Georgios Petasis - Publications...

Publication Abstracts

[NERC] [Language Resources] [POS Tagging] [by Category] [by Year] [2002] [2001] [2000] [1999] [1998]

Publications
   Named-Entity Recognition
   Language Resources
   POS Tagging
   [2002]
   [2001]
   [2000]
   [1999]
   [1998]

Ellogon

Tcl/Tk

Contact Information

PCI 2001

G. Petasis, V. Karkaletsis, D. Farmakiotou, G. Samaritakis, I. Androutsopoulos, C. D. Spyropoulos, "A Greek Morphological Lexicon and its Exploitation by a Greek Controlled Language Checker". In Proceedings of the 8^th Panhellenic Conference on Informatics, 8 - 10 November 2001, Nicosia, Cyprus.

This paper presents a large-scale Greek morphological lexicon, developed by the Software & Knowledge Engineering Laboratory (SKEL) of NCSR "Demokritos". The paper describes the lexicon architecture, the procedure followed to develop it, as well as the provided functionalities to update it.
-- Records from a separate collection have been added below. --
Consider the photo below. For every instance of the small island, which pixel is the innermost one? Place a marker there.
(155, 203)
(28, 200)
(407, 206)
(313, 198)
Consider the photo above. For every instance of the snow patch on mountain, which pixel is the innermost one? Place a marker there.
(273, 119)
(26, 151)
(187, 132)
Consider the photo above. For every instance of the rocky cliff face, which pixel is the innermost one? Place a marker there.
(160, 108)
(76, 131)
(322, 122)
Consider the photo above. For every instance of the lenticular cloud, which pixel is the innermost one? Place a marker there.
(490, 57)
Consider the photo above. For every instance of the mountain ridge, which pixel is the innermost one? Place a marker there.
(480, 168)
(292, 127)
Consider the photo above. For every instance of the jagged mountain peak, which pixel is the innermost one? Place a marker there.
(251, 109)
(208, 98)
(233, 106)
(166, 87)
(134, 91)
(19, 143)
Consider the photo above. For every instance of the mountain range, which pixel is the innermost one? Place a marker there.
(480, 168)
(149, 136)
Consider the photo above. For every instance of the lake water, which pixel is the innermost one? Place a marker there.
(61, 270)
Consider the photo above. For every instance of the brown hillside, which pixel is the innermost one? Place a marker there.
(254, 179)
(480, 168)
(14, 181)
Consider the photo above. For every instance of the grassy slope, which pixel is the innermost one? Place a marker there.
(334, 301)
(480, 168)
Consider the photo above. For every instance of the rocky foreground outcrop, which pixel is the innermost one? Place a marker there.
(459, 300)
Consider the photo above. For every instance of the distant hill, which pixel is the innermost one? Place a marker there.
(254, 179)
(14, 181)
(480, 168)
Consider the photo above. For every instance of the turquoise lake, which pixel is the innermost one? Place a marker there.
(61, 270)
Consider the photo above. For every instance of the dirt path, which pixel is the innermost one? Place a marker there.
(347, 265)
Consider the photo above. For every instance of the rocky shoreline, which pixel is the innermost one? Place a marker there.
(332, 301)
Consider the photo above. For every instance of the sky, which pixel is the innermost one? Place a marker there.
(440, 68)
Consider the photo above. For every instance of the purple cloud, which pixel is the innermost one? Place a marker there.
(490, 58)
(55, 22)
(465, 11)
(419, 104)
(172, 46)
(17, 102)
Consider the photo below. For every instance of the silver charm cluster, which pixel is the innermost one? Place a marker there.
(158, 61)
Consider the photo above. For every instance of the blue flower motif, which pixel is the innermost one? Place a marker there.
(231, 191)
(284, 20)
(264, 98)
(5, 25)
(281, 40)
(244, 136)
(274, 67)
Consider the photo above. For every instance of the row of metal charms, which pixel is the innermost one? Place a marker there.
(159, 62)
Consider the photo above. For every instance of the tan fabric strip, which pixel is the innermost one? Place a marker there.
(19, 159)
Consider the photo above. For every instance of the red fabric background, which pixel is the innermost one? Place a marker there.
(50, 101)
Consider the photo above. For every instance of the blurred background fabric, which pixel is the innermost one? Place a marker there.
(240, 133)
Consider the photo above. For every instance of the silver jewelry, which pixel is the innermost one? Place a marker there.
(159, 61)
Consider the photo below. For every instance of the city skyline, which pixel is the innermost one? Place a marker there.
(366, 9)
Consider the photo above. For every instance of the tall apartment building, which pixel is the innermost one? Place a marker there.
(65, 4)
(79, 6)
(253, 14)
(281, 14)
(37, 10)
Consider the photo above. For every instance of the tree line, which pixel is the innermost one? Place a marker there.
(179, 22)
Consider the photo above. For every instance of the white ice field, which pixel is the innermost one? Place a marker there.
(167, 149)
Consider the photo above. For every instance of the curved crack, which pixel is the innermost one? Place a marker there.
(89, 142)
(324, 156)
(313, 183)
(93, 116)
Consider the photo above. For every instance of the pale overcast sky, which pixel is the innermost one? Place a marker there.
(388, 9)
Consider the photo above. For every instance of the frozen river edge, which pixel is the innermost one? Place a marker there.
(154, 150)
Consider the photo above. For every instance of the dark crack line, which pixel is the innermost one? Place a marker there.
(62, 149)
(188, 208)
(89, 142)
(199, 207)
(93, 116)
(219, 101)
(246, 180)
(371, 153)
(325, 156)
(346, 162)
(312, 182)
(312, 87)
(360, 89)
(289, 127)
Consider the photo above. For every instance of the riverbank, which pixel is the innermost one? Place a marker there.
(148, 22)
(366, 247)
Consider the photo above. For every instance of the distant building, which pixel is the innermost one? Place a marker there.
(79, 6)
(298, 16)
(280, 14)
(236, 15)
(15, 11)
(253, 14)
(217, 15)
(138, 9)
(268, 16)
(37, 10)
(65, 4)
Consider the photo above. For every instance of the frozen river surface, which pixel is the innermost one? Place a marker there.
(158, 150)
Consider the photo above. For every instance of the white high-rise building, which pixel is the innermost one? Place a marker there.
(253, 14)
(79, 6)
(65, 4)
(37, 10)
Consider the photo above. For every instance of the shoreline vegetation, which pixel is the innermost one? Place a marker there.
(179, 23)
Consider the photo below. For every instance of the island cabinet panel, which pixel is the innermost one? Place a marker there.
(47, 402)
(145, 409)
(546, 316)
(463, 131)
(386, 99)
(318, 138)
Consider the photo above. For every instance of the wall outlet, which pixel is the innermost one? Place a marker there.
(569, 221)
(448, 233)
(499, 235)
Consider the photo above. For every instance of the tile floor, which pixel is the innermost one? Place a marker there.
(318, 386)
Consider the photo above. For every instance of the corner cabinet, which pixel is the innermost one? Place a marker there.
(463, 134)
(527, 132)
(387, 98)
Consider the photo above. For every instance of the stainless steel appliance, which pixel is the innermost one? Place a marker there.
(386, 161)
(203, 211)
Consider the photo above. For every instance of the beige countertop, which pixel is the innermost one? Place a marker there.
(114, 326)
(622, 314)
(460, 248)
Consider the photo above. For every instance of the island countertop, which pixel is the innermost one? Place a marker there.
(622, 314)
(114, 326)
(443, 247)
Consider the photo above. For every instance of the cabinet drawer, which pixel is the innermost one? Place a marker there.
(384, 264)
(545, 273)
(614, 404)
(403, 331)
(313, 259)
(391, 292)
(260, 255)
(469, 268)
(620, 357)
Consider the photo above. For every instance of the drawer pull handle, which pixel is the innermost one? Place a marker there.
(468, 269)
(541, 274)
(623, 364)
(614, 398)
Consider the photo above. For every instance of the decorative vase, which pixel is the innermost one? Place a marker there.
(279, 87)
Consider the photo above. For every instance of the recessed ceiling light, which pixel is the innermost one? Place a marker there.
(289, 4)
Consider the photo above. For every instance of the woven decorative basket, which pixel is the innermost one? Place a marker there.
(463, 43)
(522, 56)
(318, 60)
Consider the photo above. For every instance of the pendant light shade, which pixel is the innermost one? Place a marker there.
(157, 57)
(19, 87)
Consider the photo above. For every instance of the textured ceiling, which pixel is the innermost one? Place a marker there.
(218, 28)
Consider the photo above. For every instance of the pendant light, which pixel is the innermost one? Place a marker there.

The morphological lexicon was used to develop a lemmatiser and a morphological analyser that were included in a controlled language checker for Greek. The paper discusses the current coverage of the lexicon, as well as remaining issues and how we plan to address them. Our long-term goal is to produce a wide-coverage morphological lexicon of Greek that can be easily exploited in several natural language processing applications.

ACL-EACL 2001

G. Petasis, F. Vichot, F. Wolinski, G. Paliouras, V. Karkaletsis, C. D. Spyropoulos, "Using Machine Learning to Maintain Rule-based Named - Entity Recognition and Classification Systems". In Proceedings of the 39^th Conference of Association for Computational Linguistics (ACL-EACL 2001), pp. 418 - 425, July 9 - 11 2001, Toulouse, France.
This paper presents a method that assists in maintaining a rule-based named-entity recognition and classification system. The underlying idea is to use a separate system, constructed with the use of machine learning, to monitor the performance of the rule-based sys-tem. The training data for the second system is generated with the use of the rule-based system, thus avoiding the need for manual tagging. The disagreement of the two systems acts as a signal for updating the rule-based sys-tem. The generality of the approach is illustrated by applying it to large corpora in two different languages: Greek and French. The results are very encouraging, showing that this alternative use of machine learning can assist significantly in the maintenance of rule-based systems.

COIL 2000

G. Petasis, S. Petridis, G. Paliouras, V. Karkaletsis, S. J. Perantonis, C. D. Spyropoulos, "Symbolic and Neural Learning for Named-Entity Recognition". In Proceedings of European Best Practice Workshops and Symposium on Computational Intelligence and Learning (COIL 2000), June 19 - 23 2000, Chios, Greece.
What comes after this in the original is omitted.